El futuro del almacenamiento de energía limpia podría estar dentro de un edificio de unos 40 pisos de altura.
Puede sonar extraño, porque cuando pensamos en una batería solemos imaginar una caja llena de componentes electrónicos o enormes contenedores instalados junto a un parque solar.
Pero en China hay una estructura de 148 metros que funciona de otra manera.
No guarda electricidad en sustancias químicas.
La almacena utilizando algo tan simple como la gravedad.
Encontrar nuevas formas de guardar energía se ha convertido en una necesidad para las redes eléctricas modernas. El problema es que las fuentes renovables no producen siempre al mismo ritmo.

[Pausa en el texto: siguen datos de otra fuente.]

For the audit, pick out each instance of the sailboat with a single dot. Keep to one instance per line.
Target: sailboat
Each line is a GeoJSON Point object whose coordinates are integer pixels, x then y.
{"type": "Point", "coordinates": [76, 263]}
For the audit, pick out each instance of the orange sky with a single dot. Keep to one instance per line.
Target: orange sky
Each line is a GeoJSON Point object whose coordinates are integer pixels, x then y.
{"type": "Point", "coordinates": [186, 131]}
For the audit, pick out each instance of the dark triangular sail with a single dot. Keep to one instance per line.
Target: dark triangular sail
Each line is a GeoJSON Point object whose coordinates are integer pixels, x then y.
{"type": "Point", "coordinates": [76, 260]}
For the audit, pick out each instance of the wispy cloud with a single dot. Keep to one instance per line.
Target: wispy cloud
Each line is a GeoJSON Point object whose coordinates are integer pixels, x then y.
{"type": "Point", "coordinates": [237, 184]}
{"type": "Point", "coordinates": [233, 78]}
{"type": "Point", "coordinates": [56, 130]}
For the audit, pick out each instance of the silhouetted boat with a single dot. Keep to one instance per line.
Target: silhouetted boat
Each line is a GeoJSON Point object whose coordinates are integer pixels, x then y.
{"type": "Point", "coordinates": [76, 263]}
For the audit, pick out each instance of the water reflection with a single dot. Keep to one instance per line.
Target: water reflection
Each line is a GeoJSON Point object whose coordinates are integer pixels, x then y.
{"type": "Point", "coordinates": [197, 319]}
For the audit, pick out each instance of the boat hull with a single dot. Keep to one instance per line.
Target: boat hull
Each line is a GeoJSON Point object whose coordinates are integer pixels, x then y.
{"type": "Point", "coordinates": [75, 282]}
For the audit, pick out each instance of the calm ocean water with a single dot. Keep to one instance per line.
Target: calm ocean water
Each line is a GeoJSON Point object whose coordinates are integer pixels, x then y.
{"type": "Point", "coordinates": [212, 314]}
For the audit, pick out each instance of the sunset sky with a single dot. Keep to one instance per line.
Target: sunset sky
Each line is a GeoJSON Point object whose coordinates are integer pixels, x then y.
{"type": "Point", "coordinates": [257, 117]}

Hay días con mucho viento y otros casi sin él. Lo mismo ocurre con la energía solar. Durante algunas horas se genera más electricidad de la que la gente necesita y, unas horas después, la producción puede caer de forma considerable.
Por eso, además de las baterías de litio, ingenieros y empresas llevan años probando sistemas basados en calor, aire comprimido y soluciones mecánicas.
La torre de Rudong es uno de esos experimentos que ya han dejado de ser una idea sobre el papel.
Cómo funciona esta batería gigante
Desde fuera parece un gran edificio industrial.
Por dentro, enormes bloques de hormigón suben y bajan constantemente.
Cuando los parques eólicos cercanos producen más electricidad de la que la red necesita, ese excedente se utiliza para alimentar motores que elevan bloques de unas 35 toneladas cada uno.

La energía queda almacenada en la parte superior de la torre.
Más tarde, cuando aumenta el consumo eléctrico, los bloques descienden de manera controlada. Ese movimiento hace que los motores trabajen en sentido contrario y devuelvan la electricidad a la red.
El sistema alcanza una eficiencia superior al 80%.
La instalación fue desarrollada por Energy Vault junto con socios locales y tiene capacidad para almacenar hasta 100 MWh de electricidad. Además, puede suministrar una potencia de 25 MW durante aproximadamente cuatro horas.
Otro aspecto llamativo es que los bloques están fabricados con hormigón reciclado y residuos industriales.
Y como no utiliza líquidos tóxicos ni materiales inflamables, sus diseñadores calculan que podría operar durante más de 35 años.
Lo que esta torre demuestra y lo que todavía queda por probar
Los números son interesantes, pero la propia industria mantiene cierta prudencia.
La batería de Rudong puede ayudar a estabilizar redes locales y cubrir parte de la demanda en determinados momentos del día. Sin embargo, todavía está lejos de competir con las mayores centrales hidroeléctricas de bombeo y tampoco resuelve por sí sola el almacenamiento de energía durante largos periodos.
El verdadero valor del proyecto es otro.
Demuestra que una batería basada en la gravedad puede funcionar a escala comercial.
Ahora falta comprobar algo igual de importante: si este tipo de instalaciones puede construirse a un costo razonable, replicarse en otros lugares y seguir operando con la misma fiabilidad después de muchos años de uso.
El calor, el viento y el sol seguirán marcando el ritmo de las energías renovables.
La diferencia es que, en el futuro, parte de esa electricidad podría terminar almacenada en edificios que, vistos desde fuera, parecen una simple torre industrial, pero que en realidad funcionan como una enorme batería movida por la gravedad.